This repo contains all the files I used to create SPSInteractive plus a guide to recreating it with your own data
##How To This section goes over how I created this tool and gives tips on how you can create your own
###The Data ####Getting the Data #####Basics Unfortunately, every state in the country has its' own government agency in charge of providing information, resources, and technical assistance for education related matters. This means that there is no one-size-fits-all approach to gathering datasets from different states, or even a way to gather the same datasets from each state.
In Washington, our education agency, OSPI, makes all their datasets accessible through a (so slow as to be virtually unusable) collection of datasets, which you can filter at the year,school district, and school levels, and then download in CSV form. Roadblocks aside, they do have a huge number of (more-or-less) clean datasets on a lot of really useful topics such as Demographics, Free or Reduced Priced Lunch, Test Scores, and English as a Second Language students.
I'm not sure if the agencies in other states have similar tools, but you can find your state's agency on Wikipedia, then Google their website and explore it. If they do have a way to download data, just choose the datasets you are interested in and go for it. If not (or if you don't want to go through the hassle of interacting with their site) you should be able to email them directly and ask for datasets, which you can then filter on your own. I've included a list of all the datasets I used as a starting point for you.
*Standardized Test Scores
*Reading
*Writing
*Science
*Math
*AP and IB Enrollemnt (these are special curriculums Washington schools offer. I'm not sure if they're offered in other states)
*Class Sizes
*College Enrollment Within 1 Year of Graduation (only for high schools)
*Average Daily Attendance
*Demographic Breakdown
*Dropout Rates
*English as a Second Language Students
*Free or Reduced Price Lunch
*School Directory (should contain school names, grades, and addresses)
*Graduation Rates (only for high schools)
*Special Ed
*Shapefiles of Attendance Zones (certain cities allow students who live in a specific area to only attend specific schools)
Simply tracking down and getting my hands on all of these datasets was perhaps the most time consuming and frustrating part of this project - hopefully this information will help you get it done faster. Do some research beforehand to find the best way to get the data. Also, see if your state has any special programs you should gather data on.
#####Roadblocks I faced One of the biggest problems I had in getting the data was that the OSPI tool requires you to download separate datasets for each school year and each grade level, which meant that I had to download and combine literally hundreds of datasets by hand. This, combined with extremely slow filtering and downloading, made this process excruciating. Don't be stupid like me. These agencies more than likely have all the years and grades for any particular dataset already combined and saved on their own servers. Email them and ask for the files directly!
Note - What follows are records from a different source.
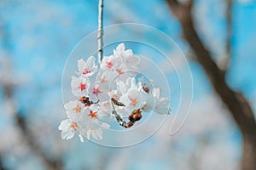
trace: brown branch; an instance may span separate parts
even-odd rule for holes
[[[174,0],[166,0],[166,3],[172,14],[179,20],[183,37],[190,45],[198,62],[208,76],[212,88],[226,105],[243,135],[243,169],[256,169],[256,122],[248,101],[241,93],[234,91],[227,85],[224,72],[218,67],[210,52],[201,41],[191,16],[192,3],[189,5],[177,3]],[[228,50],[230,48],[229,48]]]
[[[227,37],[226,37],[226,58],[224,63],[224,71],[227,71],[230,65],[230,60],[232,56],[232,3],[233,0],[227,0],[226,3],[226,22],[227,22]]]

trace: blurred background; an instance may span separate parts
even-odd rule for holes
[[[169,136],[171,115],[154,135],[131,147],[61,140],[62,70],[77,42],[97,29],[97,13],[96,0],[0,1],[0,169],[246,169],[243,135],[164,0],[105,1],[104,26],[144,24],[177,43],[194,82],[183,128]],[[256,2],[196,0],[191,15],[212,59],[221,69],[229,65],[227,84],[255,113]]]

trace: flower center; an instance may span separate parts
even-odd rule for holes
[[[107,64],[107,67],[108,68],[111,68],[113,66],[113,63],[112,62],[106,62]]]
[[[88,73],[90,73],[90,71],[89,71],[88,68],[84,68],[84,71],[83,71],[83,74],[88,74]]]
[[[80,83],[80,86],[79,87],[79,88],[80,88],[81,90],[84,90],[85,87],[86,87],[85,84]]]
[[[78,123],[77,122],[73,122],[69,125],[69,128],[73,128],[73,130],[74,130],[74,131],[77,130],[78,127],[79,127]]]
[[[100,93],[100,89],[99,89],[99,88],[93,88],[93,94],[98,94]]]
[[[79,113],[81,111],[81,107],[79,105],[77,105],[75,108],[74,108],[74,110],[76,111],[76,113]]]
[[[97,118],[96,112],[93,112],[92,110],[90,110],[89,116],[90,116],[90,118],[92,119]]]
[[[123,73],[122,69],[118,69],[118,70],[116,70],[116,71],[117,71],[119,74],[122,74],[122,73]]]
[[[108,79],[105,76],[101,79],[101,82],[108,82]]]
[[[134,98],[134,99],[131,99],[130,100],[131,100],[130,105],[135,106],[137,104],[137,99]]]

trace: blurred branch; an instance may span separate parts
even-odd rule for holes
[[[2,23],[0,22],[0,24]],[[8,44],[3,47],[4,48],[6,48],[6,50],[8,50],[9,48],[10,38],[8,36],[7,31],[3,31],[3,25],[0,25],[2,41],[3,44]],[[15,101],[13,99],[13,92],[14,89],[17,88],[17,86],[19,84],[15,83],[15,82],[13,81],[12,78],[13,76],[11,76],[11,71],[10,71],[11,66],[10,66],[9,60],[8,60],[7,61],[2,64],[3,65],[5,70],[3,74],[4,77],[0,77],[0,85],[3,86],[4,99],[7,102],[9,102],[9,105],[12,108],[11,115],[14,116],[14,119],[15,120],[17,126],[19,127],[19,130],[22,134],[22,137],[27,143],[27,145],[30,147],[30,149],[43,161],[43,163],[44,163],[47,169],[49,170],[62,169],[61,160],[60,159],[51,160],[44,153],[44,151],[41,150],[40,145],[37,144],[32,132],[28,128],[26,124],[27,121],[26,117],[21,116],[21,114],[16,110],[15,105]]]
[[[41,158],[43,162],[45,164],[47,169],[62,169],[62,162],[61,160],[51,160],[49,159],[43,150],[40,149],[40,146],[35,142],[35,137],[31,132],[31,130],[26,126],[26,120],[24,116],[20,116],[15,109],[14,101],[12,99],[12,85],[3,85],[4,97],[9,102],[11,107],[13,108],[13,113],[15,120],[16,121],[17,126],[24,137],[24,139],[26,141],[28,146],[34,151],[34,153]]]
[[[98,62],[101,66],[103,55],[103,0],[99,0],[99,15],[98,15]]]
[[[225,82],[224,72],[212,60],[194,26],[191,14],[193,1],[186,3],[166,0],[171,11],[179,20],[185,40],[195,52],[210,82],[235,119],[244,139],[243,169],[256,169],[256,122],[253,110],[242,94],[231,89]],[[230,44],[230,42],[228,43]],[[229,48],[230,50],[230,48]]]

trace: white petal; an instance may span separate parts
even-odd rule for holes
[[[67,140],[72,139],[74,136],[75,132],[73,130],[67,131]]]
[[[68,126],[70,125],[70,121],[69,119],[65,119],[64,121],[62,121],[59,126],[59,130],[64,130],[67,129],[68,128]]]
[[[98,99],[100,101],[108,101],[110,99],[110,96],[107,93],[99,93],[98,94]]]
[[[84,142],[84,137],[81,134],[79,134],[81,142]]]

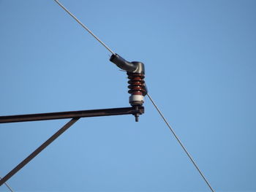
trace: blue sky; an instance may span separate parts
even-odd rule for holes
[[[61,3],[146,65],[148,91],[216,191],[256,191],[256,1]],[[54,1],[0,0],[0,115],[129,107],[126,73]],[[15,191],[209,191],[146,113],[80,119],[14,175]],[[0,125],[4,176],[68,120]],[[4,185],[0,191],[7,191]]]

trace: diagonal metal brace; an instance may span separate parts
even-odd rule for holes
[[[26,165],[30,161],[31,161],[35,156],[37,156],[42,150],[43,150],[47,146],[48,146],[52,142],[58,138],[61,134],[63,134],[67,129],[68,129],[72,125],[78,121],[79,118],[73,118],[70,120],[66,125],[64,125],[61,129],[56,132],[52,137],[50,137],[46,142],[41,145],[37,149],[36,149],[32,153],[31,153],[26,158],[25,158],[20,164],[16,166],[12,171],[10,171],[7,175],[5,175],[0,180],[0,186],[7,182],[13,174],[17,173],[21,168]]]
[[[66,119],[76,118],[89,118],[120,115],[141,115],[144,113],[144,107],[132,107],[123,108],[112,108],[83,111],[58,112],[48,113],[37,113],[29,115],[18,115],[0,116],[0,123],[15,123],[23,121],[45,120],[53,119]]]
[[[18,166],[16,166],[12,171],[10,171],[1,180],[0,180],[0,186],[3,185],[5,182],[7,182],[10,177],[12,177],[25,165],[26,165],[30,161],[31,161],[42,150],[43,150],[47,146],[48,146],[51,142],[53,142],[56,139],[57,139],[61,134],[63,134],[67,129],[68,129],[72,125],[73,125],[80,118],[131,114],[135,115],[137,118],[138,115],[141,115],[143,113],[144,113],[143,107],[132,107],[113,108],[113,109],[105,109],[105,110],[70,111],[70,112],[0,116],[0,123],[72,118],[66,125],[64,125],[61,129],[59,129],[52,137],[50,137],[46,142],[45,142],[37,149],[36,149],[34,152],[32,152],[21,163],[20,163]]]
Another problem I had was that not all of the datasets I wanted were on the OSPI website. In Seattle, schools publish a "report card" every year with information about average class sizes, attendance rates, etc. Unfortunately, this data isn't isn't in the OSPI database, and there is no convenient repository from which to get it all. Instead, each of these reports is hosted on a separate page. If this happens to you Email the school district. If that doesn't work, and you really need the data, you're just going to have to do it the hard way: by hand or by web scraper.
####Cleaning the Data #####Basic Process Once you have all the datasets, odds are they're too dirty to do anything with. There are too many possible errors for me to go over, but I'll include the process I went through to clean my data, as well as some of the trickiest things I encountered
- Combine all similar datasets. The first thing you should do after you finish getting all your datasets is combine similar ones. If, like me, you have a different dataset for each grade and school year, this can be a long, arduous process. Sorry. Watching Netflix while you copy and paste all the similar datasets into one master dataset makes it a little bit more bearable. If you took my advice and emailed the agency directly, congratulations you saved yourself hours of drudgery. Or cost yourself hours of Netflix. Depends on how you look at it.
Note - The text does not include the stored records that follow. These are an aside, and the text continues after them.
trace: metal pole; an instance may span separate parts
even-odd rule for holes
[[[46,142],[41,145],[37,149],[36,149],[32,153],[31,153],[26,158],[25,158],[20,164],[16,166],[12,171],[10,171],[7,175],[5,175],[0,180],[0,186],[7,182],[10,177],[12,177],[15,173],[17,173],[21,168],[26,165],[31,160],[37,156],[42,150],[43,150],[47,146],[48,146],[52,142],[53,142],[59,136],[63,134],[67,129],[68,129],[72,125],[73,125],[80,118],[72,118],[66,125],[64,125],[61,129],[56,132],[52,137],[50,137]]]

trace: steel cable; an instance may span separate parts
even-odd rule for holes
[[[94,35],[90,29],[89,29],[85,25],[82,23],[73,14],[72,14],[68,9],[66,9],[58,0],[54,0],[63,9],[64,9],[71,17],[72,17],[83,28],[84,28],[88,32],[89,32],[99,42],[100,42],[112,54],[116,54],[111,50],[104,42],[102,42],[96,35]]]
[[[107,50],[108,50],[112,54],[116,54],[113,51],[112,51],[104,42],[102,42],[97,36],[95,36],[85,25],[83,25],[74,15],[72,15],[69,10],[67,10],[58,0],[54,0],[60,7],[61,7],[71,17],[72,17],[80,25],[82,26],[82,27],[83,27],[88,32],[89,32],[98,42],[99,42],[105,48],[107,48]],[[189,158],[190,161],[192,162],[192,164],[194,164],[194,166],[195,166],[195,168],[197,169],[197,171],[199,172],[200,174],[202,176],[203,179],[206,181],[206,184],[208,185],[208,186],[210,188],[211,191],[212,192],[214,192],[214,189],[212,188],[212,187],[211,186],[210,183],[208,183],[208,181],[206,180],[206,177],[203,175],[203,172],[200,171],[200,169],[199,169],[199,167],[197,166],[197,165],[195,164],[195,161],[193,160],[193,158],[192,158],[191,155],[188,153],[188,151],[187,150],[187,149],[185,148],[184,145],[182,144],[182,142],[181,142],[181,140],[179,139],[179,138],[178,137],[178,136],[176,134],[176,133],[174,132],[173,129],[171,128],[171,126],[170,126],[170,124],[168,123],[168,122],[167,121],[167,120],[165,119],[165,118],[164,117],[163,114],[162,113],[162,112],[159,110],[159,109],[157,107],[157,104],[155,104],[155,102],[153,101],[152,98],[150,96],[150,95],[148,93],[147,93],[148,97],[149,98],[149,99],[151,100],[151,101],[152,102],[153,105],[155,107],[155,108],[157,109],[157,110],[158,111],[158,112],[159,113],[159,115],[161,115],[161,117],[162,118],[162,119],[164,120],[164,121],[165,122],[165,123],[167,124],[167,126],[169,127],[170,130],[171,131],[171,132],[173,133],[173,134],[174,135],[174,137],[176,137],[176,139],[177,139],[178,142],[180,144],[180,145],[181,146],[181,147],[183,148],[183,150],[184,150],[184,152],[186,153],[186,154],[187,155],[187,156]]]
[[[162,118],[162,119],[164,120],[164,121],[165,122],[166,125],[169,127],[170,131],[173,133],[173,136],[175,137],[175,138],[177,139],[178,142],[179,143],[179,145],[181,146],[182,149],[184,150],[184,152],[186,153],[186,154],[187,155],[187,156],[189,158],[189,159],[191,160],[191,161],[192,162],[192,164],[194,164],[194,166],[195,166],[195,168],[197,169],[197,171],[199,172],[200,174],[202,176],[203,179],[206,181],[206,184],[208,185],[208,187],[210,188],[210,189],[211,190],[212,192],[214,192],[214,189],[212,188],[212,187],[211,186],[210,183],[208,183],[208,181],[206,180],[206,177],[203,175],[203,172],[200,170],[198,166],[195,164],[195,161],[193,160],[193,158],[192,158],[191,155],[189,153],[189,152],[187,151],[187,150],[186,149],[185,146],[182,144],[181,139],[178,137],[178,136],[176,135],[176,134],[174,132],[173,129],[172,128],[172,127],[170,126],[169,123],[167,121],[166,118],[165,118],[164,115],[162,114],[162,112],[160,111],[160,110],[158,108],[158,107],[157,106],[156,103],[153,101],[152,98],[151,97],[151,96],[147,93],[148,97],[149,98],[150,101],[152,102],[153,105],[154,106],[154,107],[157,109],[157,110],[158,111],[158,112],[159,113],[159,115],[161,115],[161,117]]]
- Now duplicate these master datasets and save one copy in a separate folder. This isn't strictly necessary, but you'll be glad you did it if you mess up the cleaning process and need to revert to an earlier version.
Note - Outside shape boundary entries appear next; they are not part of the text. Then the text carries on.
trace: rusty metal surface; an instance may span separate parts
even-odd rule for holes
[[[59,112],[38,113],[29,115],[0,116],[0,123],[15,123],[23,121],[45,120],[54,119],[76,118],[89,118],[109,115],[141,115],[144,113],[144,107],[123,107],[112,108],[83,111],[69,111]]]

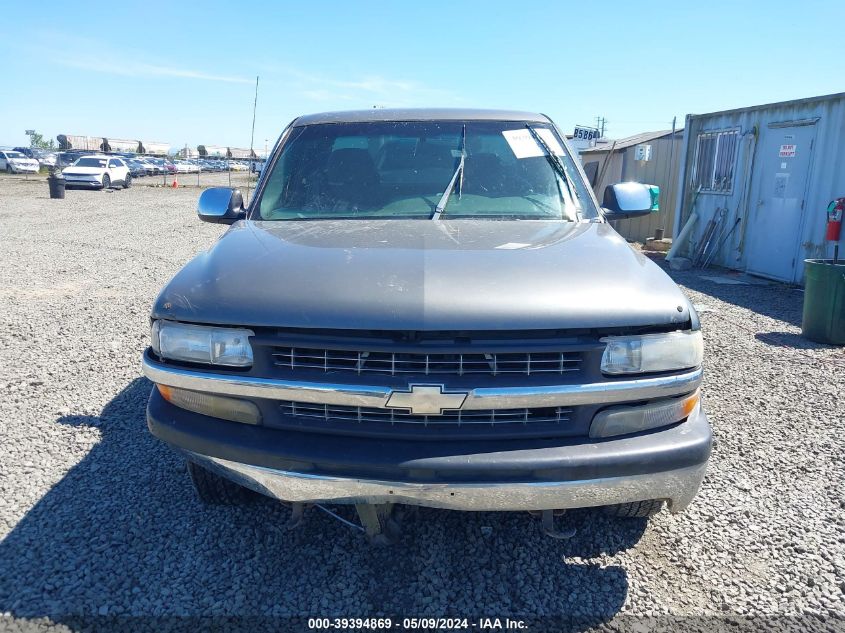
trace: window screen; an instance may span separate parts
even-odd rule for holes
[[[731,193],[739,130],[703,132],[698,135],[692,175],[694,190]]]

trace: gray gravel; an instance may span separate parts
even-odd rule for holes
[[[845,353],[800,338],[802,294],[779,285],[672,273],[709,308],[716,435],[684,514],[573,512],[578,535],[558,542],[523,514],[422,509],[400,546],[372,549],[317,510],[285,532],[289,513],[270,500],[202,507],[146,430],[139,371],[156,293],[224,230],[195,219],[196,196],[133,187],[54,201],[42,182],[0,177],[0,628],[377,614],[556,618],[533,630],[573,617],[842,625]]]

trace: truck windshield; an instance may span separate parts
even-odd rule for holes
[[[261,220],[597,217],[557,133],[520,121],[294,127],[254,208]]]

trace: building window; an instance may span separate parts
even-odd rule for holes
[[[739,130],[703,132],[698,135],[692,188],[710,193],[731,193]]]

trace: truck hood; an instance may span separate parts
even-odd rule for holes
[[[608,224],[241,221],[154,318],[220,325],[514,330],[681,324],[689,303]]]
- Finally, it's time to start cleaning. First, go through each of the master datasets (note that these are not the master datasets you saved in a separate folder, but rather the duplicates) and take out any fields you aren't interested in. Use your best judgement on which fields to delete - you can always restore them from the master copies later - but having 20 different fields for each dataset can make the visualization tool you use (I used Tableau) crowded and hard to navigate.
- Don't delete unique identifiers such as School Codes. These can be really useful if the actual names for these entities vary slightly across your datasets (which shouldn't happen, but it does).
- Make field names easy to understand. If a field has a name that you wouldn't immediately recognize, or one that is unnecessarily long, change it to something better. This'll make your life a lot easier later.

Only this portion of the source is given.